Thanks, East... Funny you mentioned family values about cursing. My husband and daughter don't, but I do I don't curse at anyone, but I do curse on occasion. My big issue is that I want her to learn now that she should never tolerate boys being disrespectful towards her. It hasn't happened yet, but I worry. I want her to be one of those "I don't put up with crap" kind of girls. Funny about the rampant cursing in Catholic School!
Haha! Re: the school, I think it probably had a lot to do with the taboo - sixth grade is the right age to start testing those things. Re : swearing, it's funny, the second we found out we were pregnant, I made a conscious effort to change all of my curse words into child-friendly speech. Pretty much took the whole pregnancy. Now I sound like little Susie Sunshine whenever the kids are awake.
I totally get what you are saying about wanting her to not tolerate disrespect. Does she have a good sense of how to do that with things outside of swearing?
Last edited by eastwesteastagain; 10-26-2012 at 02:07 PM..
In our family, I am the one who swears like a drunken sailor.
Me too- she said rather sheepishly. But the definition of cursing is so different now. "Holy crap" was a tag line on a sit com for years but I would have been slapped across the mouth if I said that growing up.
"pissed off" I used to consider cursing but even that is on TV all the time and I think people decide if it is allowed on TV is must not be too bad.
My 31 y.o. son drops the f bomb all the time.
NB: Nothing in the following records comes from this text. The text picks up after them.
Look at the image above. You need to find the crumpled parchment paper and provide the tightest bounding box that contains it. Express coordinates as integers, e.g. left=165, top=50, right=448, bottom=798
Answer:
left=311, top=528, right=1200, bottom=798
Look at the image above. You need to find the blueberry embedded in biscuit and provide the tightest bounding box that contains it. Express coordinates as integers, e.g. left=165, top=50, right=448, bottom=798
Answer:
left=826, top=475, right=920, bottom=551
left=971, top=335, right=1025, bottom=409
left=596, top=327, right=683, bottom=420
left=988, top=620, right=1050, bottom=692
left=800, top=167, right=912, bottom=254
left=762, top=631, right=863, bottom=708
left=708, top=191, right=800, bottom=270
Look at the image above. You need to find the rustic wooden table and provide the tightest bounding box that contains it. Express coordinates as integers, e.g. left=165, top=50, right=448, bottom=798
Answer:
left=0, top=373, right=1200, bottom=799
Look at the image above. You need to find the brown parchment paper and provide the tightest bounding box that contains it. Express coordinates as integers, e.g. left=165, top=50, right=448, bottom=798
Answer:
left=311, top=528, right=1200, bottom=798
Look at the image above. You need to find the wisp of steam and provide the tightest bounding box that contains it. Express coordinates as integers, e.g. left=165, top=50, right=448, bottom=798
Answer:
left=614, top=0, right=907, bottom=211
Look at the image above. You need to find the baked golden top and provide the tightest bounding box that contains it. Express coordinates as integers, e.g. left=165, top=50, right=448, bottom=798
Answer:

He isn't even aware of how much he uses it and probably doesn't even consider it cursing. Even Tom Hanks let that slip on GMA the other day. I'm not that bad but I do make a scatological reference quit frequently, mostly to myself when I drop something, cut myself, etc and I call the barking dogs a holes on occasion. Lately I mutter that into the phone with the dozens of robocalls i get during this election season.
My mouth will clean up considerably after the election!
I've heard plenty of 4th graders cursing from time to time on the playground (I used to volunteer at an elementary school). By 6th grade I would say the vast majority of children are swearing on the playground, regardless of their upbringing/background, especially if that is the year they hit middle school.
It depends partly on their personalities and partly on what they are taught at home and how rigorously that is enforced. I would opine that what OP is describing is rather common, but it is not inevitable if parents choose to enforce something different.
Personally I teach that there aren't really good and bad words, that every single word is good at some times and not at others, but that some really ought to be avoided most of the time.
My daughter just started middle school and has become friends with a bunch of boys in her class. She told me last night about how funny they were. She said they curse at each other so much, "but in a funny way". I said, "As long as they don't curse at you. You want to make sure they have boundaries." She said sometimes they jokingly call the girls *******. Is this the new generation? Is this typical? My daughter never ever curses and I don't think she will start, but I can't wrap my head around a boy ever jokingly cursing AT her. She said they mainly curse at each other. Thoughts? By the way, these are nice, bright, nerdy boys, not tough kids.
I'm surprised you consider this "new generation" stuff. Back in the early 60s, my brother and his friends talked like that in jr. high. Calling girls names like sl*t and the like was extremely common as well.